Empirical mode decomposition is a signal processing method of a time-frequency domain, can solve the problem that a basis function in a complex signal has no self-adaptability, and is commonly used for decomposition of irregular and nonlinear signals. The long-short term memory artificial neural network is a neural network capable of learning and memorizing long sequence data characteristics and is mainly used for wind power prediction, load prediction and fault diagnosis in a power system.
Disclosure of Invention
In order to cope with the impact and interference of new energy power generation equipment and energy storage equipment on the power grid frequency, the invention provides an intelligent power grid frequency control method based on empirical mode decomposition. The method provides a long-short term memory artificial neural network capable of carrying out real-time empirical mode decomposition, and frequency deviation signals of a power system are decomposed into a plurality of eigenmode function components and residual components, namely a decomposition module.
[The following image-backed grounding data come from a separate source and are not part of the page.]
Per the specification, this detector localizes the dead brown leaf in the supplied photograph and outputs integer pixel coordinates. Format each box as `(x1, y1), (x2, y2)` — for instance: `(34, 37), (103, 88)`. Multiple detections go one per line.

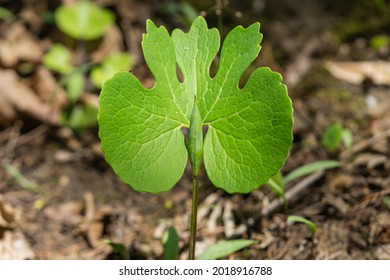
(0, 195), (34, 260)
(353, 153), (388, 170)
(0, 70), (59, 125)
(43, 201), (83, 226)
(90, 25), (124, 62)
(325, 60), (390, 85)
(32, 66), (67, 106)
(0, 22), (42, 67)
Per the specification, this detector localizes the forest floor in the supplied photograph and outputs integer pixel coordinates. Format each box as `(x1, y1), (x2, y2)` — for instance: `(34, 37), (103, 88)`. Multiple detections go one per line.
(0, 0), (389, 259)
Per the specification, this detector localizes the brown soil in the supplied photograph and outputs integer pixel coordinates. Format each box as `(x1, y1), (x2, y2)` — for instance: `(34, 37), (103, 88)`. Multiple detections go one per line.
(1, 0), (389, 260)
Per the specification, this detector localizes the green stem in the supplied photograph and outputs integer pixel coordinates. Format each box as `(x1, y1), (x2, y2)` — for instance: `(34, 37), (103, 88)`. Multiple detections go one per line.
(188, 100), (203, 260)
(188, 174), (199, 260)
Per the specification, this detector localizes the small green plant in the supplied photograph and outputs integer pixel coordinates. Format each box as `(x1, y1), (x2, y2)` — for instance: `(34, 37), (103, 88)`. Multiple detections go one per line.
(197, 239), (258, 260)
(103, 239), (129, 260)
(283, 160), (341, 184)
(321, 123), (352, 152)
(43, 1), (131, 131)
(98, 16), (293, 259)
(43, 46), (132, 132)
(90, 53), (133, 88)
(267, 160), (340, 211)
(162, 226), (180, 260)
(288, 215), (317, 241)
(41, 1), (121, 131)
(161, 226), (257, 260)
(4, 164), (46, 209)
(54, 1), (114, 41)
(43, 44), (86, 102)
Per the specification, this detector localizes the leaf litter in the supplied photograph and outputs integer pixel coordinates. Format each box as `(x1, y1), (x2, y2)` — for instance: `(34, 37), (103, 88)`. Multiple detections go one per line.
(1, 0), (390, 260)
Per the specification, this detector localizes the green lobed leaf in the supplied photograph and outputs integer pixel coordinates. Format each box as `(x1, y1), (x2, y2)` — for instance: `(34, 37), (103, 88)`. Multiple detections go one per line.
(55, 1), (115, 40)
(162, 226), (180, 260)
(98, 16), (293, 193)
(196, 239), (258, 260)
(284, 160), (340, 184)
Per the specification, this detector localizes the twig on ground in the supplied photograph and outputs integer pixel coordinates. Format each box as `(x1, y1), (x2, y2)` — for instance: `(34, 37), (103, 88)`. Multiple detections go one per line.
(0, 125), (49, 160)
And then, the reinforcement learning method and the deep neural network control the output of the generator set according to the eigenmode function and the residual component, namely a control module. The decomposition module and the control module are applied to a double-layer step-by-step frequency control framework to realize the optimal regulation and control of the frequency of the power system. The method comprises the following using processes: a double-layer step-by-step frequency control framework is provided, and a control performance standard index is brought into double-layer step-by-step frequency control; the decomposition module provided by the invention is used for empirical mode decomposition of the power grid frequency signal; the control module provided by the invention is used for adjusting the output of the generator set; the stepped decomposition module and the control module are applied to a stepped frequency control framework having a two-layer structure.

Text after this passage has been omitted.